Casualties and losses
- 57 aircrew, 1 journalist 7 heavy bombers: Light damage

= Bombing of Yawata (June 1944) =

Air raid on Japan during the Pacific War

The bombing of Yawata (Yahata kūshū) on the night of 15–16 June 1944 marked the beginning of the United States Army Air Forces (USAAF) strategic bombing campaign against the Japanese home islands during the Pacific War and was the first such raid to employ strategic bombers. (Note: The Doolittle Raid of April 1942 was conducted using B-25 medium bombers.) The raid was undertaken by 75 Boeing B-29 Superfortress heavy bombers staging from bases in China. Only 47 of these aircraft dropped bombs near the raid's primary target, the Imperial Iron and Steel Works at Yawata in northern Kyūshū, and little damage was caused. Five B-29s were lost in accidents during the operation and two were destroyed by Japanese aircraft.

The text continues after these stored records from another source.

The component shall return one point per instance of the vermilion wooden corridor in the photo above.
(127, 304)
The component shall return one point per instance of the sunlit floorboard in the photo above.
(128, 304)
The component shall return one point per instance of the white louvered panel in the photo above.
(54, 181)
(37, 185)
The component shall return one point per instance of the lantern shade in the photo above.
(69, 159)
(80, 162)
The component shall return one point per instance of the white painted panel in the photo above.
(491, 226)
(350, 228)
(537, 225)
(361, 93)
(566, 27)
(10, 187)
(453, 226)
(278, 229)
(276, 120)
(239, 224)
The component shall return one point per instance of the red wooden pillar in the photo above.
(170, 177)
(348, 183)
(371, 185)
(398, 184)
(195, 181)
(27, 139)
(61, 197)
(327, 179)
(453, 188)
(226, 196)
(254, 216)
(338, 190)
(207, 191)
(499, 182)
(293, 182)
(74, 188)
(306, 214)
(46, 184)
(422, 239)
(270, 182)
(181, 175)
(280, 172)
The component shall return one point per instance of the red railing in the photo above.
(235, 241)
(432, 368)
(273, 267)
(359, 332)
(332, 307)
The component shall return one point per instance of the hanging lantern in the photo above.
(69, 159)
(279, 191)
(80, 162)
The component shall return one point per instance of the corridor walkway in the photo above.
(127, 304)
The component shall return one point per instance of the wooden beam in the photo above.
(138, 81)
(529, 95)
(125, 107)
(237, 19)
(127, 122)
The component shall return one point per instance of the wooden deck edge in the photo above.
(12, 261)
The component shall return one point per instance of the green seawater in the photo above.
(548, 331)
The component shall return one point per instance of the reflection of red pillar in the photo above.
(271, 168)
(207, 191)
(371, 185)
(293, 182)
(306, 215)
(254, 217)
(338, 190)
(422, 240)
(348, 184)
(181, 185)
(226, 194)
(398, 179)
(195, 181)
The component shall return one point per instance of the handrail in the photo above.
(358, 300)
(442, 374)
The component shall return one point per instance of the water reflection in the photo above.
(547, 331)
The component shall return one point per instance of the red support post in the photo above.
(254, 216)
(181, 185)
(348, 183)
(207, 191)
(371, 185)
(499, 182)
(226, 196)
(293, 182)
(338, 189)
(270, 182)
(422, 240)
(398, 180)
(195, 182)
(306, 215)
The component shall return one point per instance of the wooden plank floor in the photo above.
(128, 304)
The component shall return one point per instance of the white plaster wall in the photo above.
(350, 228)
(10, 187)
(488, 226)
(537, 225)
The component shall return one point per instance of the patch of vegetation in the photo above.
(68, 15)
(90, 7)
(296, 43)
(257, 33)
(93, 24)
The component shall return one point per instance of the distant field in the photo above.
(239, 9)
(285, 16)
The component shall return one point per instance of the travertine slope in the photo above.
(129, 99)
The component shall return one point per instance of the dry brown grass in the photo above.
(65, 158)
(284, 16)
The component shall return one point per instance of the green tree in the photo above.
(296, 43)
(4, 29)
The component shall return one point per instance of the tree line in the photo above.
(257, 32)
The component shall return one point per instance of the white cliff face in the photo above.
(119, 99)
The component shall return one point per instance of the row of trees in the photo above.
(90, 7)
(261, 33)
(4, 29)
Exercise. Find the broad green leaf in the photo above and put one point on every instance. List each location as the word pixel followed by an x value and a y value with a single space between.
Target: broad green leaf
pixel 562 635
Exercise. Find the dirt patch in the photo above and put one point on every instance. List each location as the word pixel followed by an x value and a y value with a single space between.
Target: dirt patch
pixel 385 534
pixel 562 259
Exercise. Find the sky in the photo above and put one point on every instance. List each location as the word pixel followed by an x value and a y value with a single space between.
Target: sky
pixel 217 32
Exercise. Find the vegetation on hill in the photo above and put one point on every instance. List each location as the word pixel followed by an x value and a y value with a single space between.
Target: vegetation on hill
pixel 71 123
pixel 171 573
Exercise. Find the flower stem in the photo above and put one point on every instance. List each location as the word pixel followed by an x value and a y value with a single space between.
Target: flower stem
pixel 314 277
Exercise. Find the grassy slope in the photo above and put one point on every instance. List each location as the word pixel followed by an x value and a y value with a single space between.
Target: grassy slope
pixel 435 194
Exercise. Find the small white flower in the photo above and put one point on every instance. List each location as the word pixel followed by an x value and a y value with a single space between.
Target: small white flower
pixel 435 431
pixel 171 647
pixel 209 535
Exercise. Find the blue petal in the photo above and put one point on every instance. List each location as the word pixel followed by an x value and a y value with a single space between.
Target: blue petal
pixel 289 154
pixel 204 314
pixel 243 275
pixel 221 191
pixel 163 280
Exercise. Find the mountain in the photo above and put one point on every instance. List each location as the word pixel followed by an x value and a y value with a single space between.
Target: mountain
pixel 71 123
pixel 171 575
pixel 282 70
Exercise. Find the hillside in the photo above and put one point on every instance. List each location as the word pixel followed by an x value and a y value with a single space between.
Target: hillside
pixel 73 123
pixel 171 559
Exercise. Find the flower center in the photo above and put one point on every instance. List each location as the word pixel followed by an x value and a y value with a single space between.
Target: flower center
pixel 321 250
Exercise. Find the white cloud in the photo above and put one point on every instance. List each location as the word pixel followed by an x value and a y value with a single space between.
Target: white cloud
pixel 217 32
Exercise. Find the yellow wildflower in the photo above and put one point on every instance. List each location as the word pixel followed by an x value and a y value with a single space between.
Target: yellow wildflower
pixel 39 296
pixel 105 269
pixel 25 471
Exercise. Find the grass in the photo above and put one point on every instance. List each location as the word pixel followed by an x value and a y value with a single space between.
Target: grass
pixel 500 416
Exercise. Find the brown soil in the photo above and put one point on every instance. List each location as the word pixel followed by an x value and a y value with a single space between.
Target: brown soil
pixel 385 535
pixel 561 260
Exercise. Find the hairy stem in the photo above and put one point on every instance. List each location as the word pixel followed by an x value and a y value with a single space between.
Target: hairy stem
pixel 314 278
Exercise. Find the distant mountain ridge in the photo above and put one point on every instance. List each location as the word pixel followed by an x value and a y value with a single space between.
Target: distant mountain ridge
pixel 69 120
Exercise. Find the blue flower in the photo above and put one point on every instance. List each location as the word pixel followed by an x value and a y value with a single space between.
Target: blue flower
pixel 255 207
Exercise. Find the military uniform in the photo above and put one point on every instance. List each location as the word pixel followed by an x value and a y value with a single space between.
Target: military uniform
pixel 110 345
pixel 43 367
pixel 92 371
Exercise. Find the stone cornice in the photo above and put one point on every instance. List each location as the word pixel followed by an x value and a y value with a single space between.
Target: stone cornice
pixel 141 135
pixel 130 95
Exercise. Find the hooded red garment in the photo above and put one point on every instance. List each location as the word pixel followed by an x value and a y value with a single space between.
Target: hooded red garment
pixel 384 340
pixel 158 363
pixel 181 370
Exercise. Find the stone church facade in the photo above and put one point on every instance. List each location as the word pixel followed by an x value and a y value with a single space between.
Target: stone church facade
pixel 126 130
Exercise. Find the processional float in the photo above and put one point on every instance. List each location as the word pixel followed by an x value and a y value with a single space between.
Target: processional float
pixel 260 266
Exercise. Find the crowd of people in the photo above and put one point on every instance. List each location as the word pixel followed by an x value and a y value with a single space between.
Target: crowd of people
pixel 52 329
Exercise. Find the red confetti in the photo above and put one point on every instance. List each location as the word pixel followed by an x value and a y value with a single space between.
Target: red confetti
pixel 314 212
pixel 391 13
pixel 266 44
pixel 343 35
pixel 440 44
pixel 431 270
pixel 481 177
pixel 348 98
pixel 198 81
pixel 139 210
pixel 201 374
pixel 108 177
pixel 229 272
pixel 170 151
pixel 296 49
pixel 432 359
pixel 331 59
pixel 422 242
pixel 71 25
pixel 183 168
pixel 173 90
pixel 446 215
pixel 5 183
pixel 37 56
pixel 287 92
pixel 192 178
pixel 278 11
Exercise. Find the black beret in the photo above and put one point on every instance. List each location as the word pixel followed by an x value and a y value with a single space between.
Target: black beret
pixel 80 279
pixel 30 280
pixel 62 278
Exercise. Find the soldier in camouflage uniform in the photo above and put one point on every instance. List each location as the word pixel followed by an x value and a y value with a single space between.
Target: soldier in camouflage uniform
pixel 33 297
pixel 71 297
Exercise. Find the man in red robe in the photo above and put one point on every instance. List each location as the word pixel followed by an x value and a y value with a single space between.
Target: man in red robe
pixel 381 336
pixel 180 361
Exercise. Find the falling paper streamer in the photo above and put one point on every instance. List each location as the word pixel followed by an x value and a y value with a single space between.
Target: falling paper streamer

While the raid did not achieve its aims, it raised Japanese civilians' awareness that their country was being defeated and received positive media coverage in the United States. Intelligence gathered by the B-29s also revealed weaknesses in Japan's air defenses and the raid was the second of many on Japan. Yawata was attacked again by B-29s operating from China on 20 August 1944 and much of the city was destroyed in a firebombing raid conducted by B-29s based in the Mariana Islands on 8 August 1945.

==Background==
The first United States Army Air Forces (USAAF) raid on Japan took place on 18 April 1942 when 16 North American B-25 Mitchell medium bombers flying from an aircraft carrier attacked several cities during the Doolittle Raid. Although this raid caused little damage, it boosted morale in the United States. The Japanese government responded to the attack by both increasing the number of fighter units based in the home islands and conducting an offensive in the Pacific Ocean which ended in defeat during the Battle of Midway. The USAAF could not mount further attacks on the Japanese home islands after this raid until the B-29 Superfortress heavy bomber entered service, as none of its other combat aircraft had sufficient range to reach this area from bases in China or the Pacific.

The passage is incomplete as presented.